Exhibit P4 order of seizure is without jurisdiction for reason of the SIO, having entered into a satisfaction or rather arrived at reasons to believe that the documents annexed therein were required to be seized. Section 67 specifically mandates such reasons to believe to be entered into by an officer not below the rank of a Joint Commissioner, which the SIO is not. The summons issued against the appellants, as is seen at Annexures A2 and A3 prior to the inspection, does not have the Document Identification Number ['DIN' for brevity], which is an imperative requirement as per Annexure A6 issued by the Central Board of Indirect Taxes and Customs [hereinafter referred to as "Central Board"]. There is also no substantiation as to
a DIN having been generated subsequently, within 15 days, as has been provided under para 5 of Annexure A6. It is hence contended that Section 67 proceedings initiated is invalid on the face of it and, hence, the attachment of the Bank accounts, as evidenced from Annexures A7
and A8 series of documents, are also to be set aside. There could also be no parallel proceedings of audit and investigation. The audit initiated has to be concluded before an investigation is initiated, asserts learned Senior Counsel.
5. It is argued that the cheque of Rupees One Crore was forcefully taken and the same is in violation of the prescription in the CGST Rules, 2017 as to the payments to be made to the Department. Rule 87 is pointed out, specifically to contend that an Electronic Cash Ledger has to be maintained in the prescribed form for each person liable to pay any amounts under
the Act, in the common portal. Any deposit made, can only be with the prescribed form under sub-rule (2) of Rule 87 and not otherwise. No such prescribed form was generated, which establishes the duress under which the cheque was issued. The contention of the Department that the appellants had sought to get the benefits under Section 74(5) of the Act is, hence, prima facie incorrect. It is also pointed out that Exhibit P3 specifically indicated the protest under which the cheque was executed, which points to the threats under which such execution and handing over was made. It is vehemently urged that the non encashment of the cheque despite the account showing sufficient balance, validates the contention of the
respondents not being empowered to accept a cheque. The department themselves were unsure of what they should do with the cheque obtained under threat and coercion. Unless there is a determination of tax and a demand raised as per Sections 49 and 50, there could be no deposit accepted by the Department or its officers, is the further plea on which the proceedings are assailed.

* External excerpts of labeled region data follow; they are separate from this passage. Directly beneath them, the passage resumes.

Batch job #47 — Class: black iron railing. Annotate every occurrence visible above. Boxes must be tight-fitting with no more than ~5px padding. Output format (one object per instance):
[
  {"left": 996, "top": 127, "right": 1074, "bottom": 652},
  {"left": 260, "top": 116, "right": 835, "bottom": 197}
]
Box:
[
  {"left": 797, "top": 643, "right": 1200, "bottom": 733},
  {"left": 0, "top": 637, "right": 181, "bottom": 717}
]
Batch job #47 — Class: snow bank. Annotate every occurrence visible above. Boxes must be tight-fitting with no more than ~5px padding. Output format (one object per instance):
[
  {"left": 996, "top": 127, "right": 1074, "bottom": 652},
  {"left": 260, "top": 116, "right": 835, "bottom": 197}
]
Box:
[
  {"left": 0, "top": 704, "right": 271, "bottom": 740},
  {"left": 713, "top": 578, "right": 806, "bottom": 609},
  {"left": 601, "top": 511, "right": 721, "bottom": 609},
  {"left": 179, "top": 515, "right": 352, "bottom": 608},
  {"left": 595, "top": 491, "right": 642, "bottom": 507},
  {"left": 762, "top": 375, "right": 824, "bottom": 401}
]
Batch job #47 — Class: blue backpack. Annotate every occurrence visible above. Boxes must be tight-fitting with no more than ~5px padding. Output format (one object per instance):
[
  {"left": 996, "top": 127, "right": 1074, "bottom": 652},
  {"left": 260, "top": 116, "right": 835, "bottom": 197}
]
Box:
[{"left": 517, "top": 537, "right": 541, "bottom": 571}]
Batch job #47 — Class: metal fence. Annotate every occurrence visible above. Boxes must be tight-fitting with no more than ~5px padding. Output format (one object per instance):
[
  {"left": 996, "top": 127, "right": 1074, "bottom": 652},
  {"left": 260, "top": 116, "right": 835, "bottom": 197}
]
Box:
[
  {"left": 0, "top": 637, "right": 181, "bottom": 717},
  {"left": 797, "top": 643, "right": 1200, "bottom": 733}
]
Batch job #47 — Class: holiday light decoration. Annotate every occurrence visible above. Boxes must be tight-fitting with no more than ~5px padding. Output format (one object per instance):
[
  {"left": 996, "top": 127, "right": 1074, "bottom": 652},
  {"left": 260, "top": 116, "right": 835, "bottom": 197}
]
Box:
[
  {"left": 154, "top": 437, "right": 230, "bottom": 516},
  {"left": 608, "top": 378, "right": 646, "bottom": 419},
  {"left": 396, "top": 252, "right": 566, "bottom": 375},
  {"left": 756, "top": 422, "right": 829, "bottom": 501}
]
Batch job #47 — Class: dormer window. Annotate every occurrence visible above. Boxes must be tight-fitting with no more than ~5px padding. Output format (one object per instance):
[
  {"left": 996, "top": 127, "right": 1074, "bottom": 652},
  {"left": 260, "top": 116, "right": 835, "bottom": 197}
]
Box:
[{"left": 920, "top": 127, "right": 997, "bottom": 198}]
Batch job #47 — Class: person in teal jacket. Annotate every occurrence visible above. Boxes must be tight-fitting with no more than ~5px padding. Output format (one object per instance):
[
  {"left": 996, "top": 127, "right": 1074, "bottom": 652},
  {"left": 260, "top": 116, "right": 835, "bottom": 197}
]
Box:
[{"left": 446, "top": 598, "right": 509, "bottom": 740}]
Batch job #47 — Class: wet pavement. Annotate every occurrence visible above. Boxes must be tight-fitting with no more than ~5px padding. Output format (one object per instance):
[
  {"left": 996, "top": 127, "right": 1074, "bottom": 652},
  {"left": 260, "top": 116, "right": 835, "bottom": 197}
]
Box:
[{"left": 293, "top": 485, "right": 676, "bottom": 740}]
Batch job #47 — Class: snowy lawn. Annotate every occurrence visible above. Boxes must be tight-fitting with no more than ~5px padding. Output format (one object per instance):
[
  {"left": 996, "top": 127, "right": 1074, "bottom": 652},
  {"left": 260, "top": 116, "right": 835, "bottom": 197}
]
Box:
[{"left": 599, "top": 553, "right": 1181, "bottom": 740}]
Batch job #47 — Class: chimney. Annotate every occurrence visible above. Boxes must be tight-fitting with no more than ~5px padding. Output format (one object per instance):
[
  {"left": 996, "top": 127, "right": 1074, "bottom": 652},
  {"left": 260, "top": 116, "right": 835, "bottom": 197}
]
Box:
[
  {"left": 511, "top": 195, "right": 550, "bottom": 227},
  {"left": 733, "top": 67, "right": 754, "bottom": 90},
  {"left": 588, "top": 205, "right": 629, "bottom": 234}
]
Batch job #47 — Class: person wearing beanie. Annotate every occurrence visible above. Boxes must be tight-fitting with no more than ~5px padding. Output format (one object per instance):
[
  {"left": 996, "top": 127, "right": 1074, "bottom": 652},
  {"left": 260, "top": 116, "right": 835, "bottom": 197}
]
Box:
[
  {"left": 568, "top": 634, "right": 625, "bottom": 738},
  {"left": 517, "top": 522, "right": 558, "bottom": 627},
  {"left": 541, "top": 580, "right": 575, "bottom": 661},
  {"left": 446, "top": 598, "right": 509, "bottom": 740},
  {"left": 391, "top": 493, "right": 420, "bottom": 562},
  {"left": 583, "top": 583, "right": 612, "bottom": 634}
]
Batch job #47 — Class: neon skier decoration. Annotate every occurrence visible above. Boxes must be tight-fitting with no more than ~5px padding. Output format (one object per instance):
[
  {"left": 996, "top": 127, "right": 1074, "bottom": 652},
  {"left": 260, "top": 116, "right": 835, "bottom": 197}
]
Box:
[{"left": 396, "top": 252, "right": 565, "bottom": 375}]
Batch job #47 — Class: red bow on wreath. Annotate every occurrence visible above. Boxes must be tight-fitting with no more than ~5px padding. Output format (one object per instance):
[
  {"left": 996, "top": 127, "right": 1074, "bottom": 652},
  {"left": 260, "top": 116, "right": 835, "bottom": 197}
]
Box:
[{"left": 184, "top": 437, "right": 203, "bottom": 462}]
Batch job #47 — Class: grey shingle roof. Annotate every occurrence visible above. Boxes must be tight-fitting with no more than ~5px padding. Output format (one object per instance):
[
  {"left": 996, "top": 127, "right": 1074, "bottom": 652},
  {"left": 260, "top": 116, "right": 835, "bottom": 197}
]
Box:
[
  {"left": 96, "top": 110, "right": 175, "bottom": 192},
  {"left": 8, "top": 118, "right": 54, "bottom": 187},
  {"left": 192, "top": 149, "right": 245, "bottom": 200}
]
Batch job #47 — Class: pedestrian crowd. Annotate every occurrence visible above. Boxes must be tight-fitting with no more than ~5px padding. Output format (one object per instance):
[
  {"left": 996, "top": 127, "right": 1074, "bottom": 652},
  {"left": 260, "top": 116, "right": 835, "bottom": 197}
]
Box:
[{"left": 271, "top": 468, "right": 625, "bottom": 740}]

6. The learned Standing Counsel for the CGST Department would at the outset submit that
there was absolutely no harassment meted out and the proceedings were within the authority
of the officers as per the Statute and the Rules framed thereunder. There can be no
allegation of harassment or high-handedness made when a duly authorized inspection was
conducted of a business premise and residences of its Directors. It is admitted that the
inspection extended to the whole day; but, however, the same was in the presence of the
Directors and also ensuring their comforts. After the conclusion of the investigation and
seizure of documents, again in the presence of the appellants, they were directed to report to
the departmental office for recording their statements. By that time, the Advocate had
reached the site of inspection and he accompanied the Directors in their car. The recording of
statement also took some time and there was no forceful detention or illegal arrest. The
payment made was also voluntary and the cheque was not encashed, since there is a
procedure contemplated, which was in process when the writ petition was filed. The officers
hence desisted from encashing the cheque when the writ petition was pending and the writ
appeal too. Even now the cheque is remaining with the Department un-encashed, is the
submission.
7. The learned Standing Counsel submits that Section 67 speaks of power of inspection,
search and seizure, which is conferred on the officer not below the rank of Joint
Commissioner, who has also been empowered to authorize in writing any other officer of the
Department. An authorization is available in the files with DIN and the summons issued also
has been regularized with issuance of a DIN, all of which documents are produced before this
Court in a sealed cover, as per the directions issued by this Court. Exhibit P4 is a seizure
order, for which no DIN is required since the instructions issued by the Central Board does
not take in such orders issued at the time of inspection in the presence of the assessees or
the persons investigated. There is no question of pre-dating or post-dating, which evil is
sought to be avoided by compulsory generation of DIN in the communications addressed to
any person, as distinguished from an order issued in the presence of such persons under
investigation. Section 74(1) notice, it is argued, does not require a determination of tax, since
it is a mere initiation of proceedings for the purpose of determining tax not paid, short paid,
etc. Section 74(5) speaks of a benefit conferred on the person who is proposed to be
investigated to pay up tax on his own assessment, upon which there could be no issuance of
notice under Section 74(1). Only if there is apprehension of further short fall, could there be a
notice under Section 74(1), which is provided for under sub-section (7). The benefit under
Section 74(5) is insofar as the person under investigation being not liable to any investigation,
if the entire amounts due have been paid up and made liable to penalties only at a lesser
percentage. Sections 49 and 50, it is pointed out, come under Chapter X with reference to
’Payment of Tax’, which reckons voluntary payments and not determination of tax on scrutiny
of returns as per Sections 73 & 74 of the CGST Act. The contention raised on Rule 87 is
specifically controverted by reference to clause (c) to the proviso to sub-rule (3), which
authorize any officer carrying out an investigation or enforcement activity to collect by way of
cash, cheque or demand draft any amounts above Rupees Ten Lakhs. There are no parallel
proceedings taken and now that the investigation under Section 67 has commenced the audit
initiated would not be continued.
8. The learned Senior Counsel, in reply submits that even if there is an authorization earlier
under Section 67, that cannot lead to an officer below the rank of Joint Commissioner arriving
at a belief that such and such documents are to be seized. It is argued that the order has to
be tested on the face of it, as has been held by the Constitution Bench of the Hon’ble
Supreme Court in Mohinder Singh Gill v. Chief Election Commissioner [ (1978) 1 SCC 4051.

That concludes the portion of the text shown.